В недатированном письме, написанном, видимо, 14 июля, уже в Петербурге, Кузмин говорит: «Дорогой Юша, пишу тебе письмо большой для меня важности и прошу твоего искреннего совета, будучи вполне откровенным. Полезно ли или нет дальнейшее мое пребывание с М<ори>, а следовательно, необходимо ли оно или вредно, т. к. теперь все, что не полезно — вредно. Не подумай, ради Бога, что я неблагодарный, или тягощусь путем к святости, или пишу под влиянием минуты. Я давно (сравнительно) хочу тебе сказать, какие основания я имею сомневаться, чтобы это был путь к совершенствованию. Ты знаешь, что Бог совершил чудо, вдруг преобразив мою почти пылающую и противящуюся душу в пассивность и полнейшее подчинение. Я сам не верил себе, т<ем> более, что я должен был не только допустить, но сам разрушить свой безумный призрак. Я вечно тебе и М<ори> благодарен, хотя вы мне причинили и причиняете много горя. Но вот вопрос: М<ори> прекрасно, хотя и преувеличенно хитро, разрушил матерьяльные затруднения, показал себя хорошим хирургом (хотя для души он не сказал ничего нового; Бог совершил чудо через него, и потом, как это ни странно, священник, особенно католический, для меня всегда лицо власть имущее, которому я должен повиноваться), но хорош ли он для восстановления здоровья, я не знаю».
Конечно, под «восстановлением здоровья» имелось в виду здоровье только духовное, а не действительно расстроенные нервы Кузмина, речь шла о том, каким путем следует идти ему в дальнейшем, чтобы попасть на путь святости если не в прямом, то хотя бы в переносном смысле. И о том же говорится в письме, написанном 29 июня: «Я знаю, что ты не веришь в возможность святости для меня и вообще как-то странно рассуждаешь, что в „дом Божий“ можно прибегать только после всеобщего крушения, как в какое-то несчастье, как в зло меньшее самоубийства.
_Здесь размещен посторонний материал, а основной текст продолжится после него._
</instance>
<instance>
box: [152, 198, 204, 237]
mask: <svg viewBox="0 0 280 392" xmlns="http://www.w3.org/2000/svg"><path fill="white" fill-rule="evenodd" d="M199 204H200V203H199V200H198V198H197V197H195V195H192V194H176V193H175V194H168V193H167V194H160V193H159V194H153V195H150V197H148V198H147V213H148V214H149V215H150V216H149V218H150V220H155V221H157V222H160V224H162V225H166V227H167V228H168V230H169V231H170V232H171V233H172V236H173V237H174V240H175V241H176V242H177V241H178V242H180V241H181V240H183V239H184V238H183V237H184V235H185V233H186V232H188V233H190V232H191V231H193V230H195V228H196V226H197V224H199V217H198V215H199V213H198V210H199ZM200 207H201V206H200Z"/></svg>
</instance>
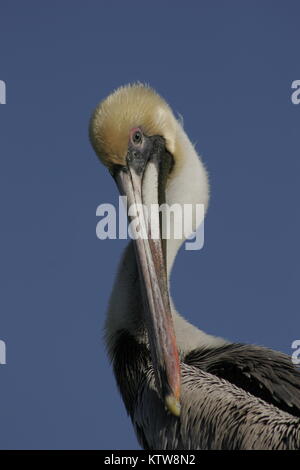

Все это для меня очень странно. Но дело в том (читай внимательно), что для М<ори> никаких изменений планов нет, это год испытания, после которого я вернусь в настоящий свой дом; вдали от света (lumen), от благодати, имея все мои искушения, не имея ничего, кроме непосредственной личной Божьей помощи, мне было бы так трудно без человека посвященного для поддержки. М<ори> имеет так много связей в Риме, глава этого „дома“ его друг, он попросит, чтобы кто-нибудь из находящихся здесь полудомашних или нарочно присланных взял меня под свою охрану; имя М<ори> будет паролем, я буду иметь полное доверие и послушание к тому, кто придет с этим именем. С М<ори> я расстался именно так, и в этом не было ни капли лицемерия или хитрости, т. к. я и сам смотрю на это время как на время рассмотрения и испытания».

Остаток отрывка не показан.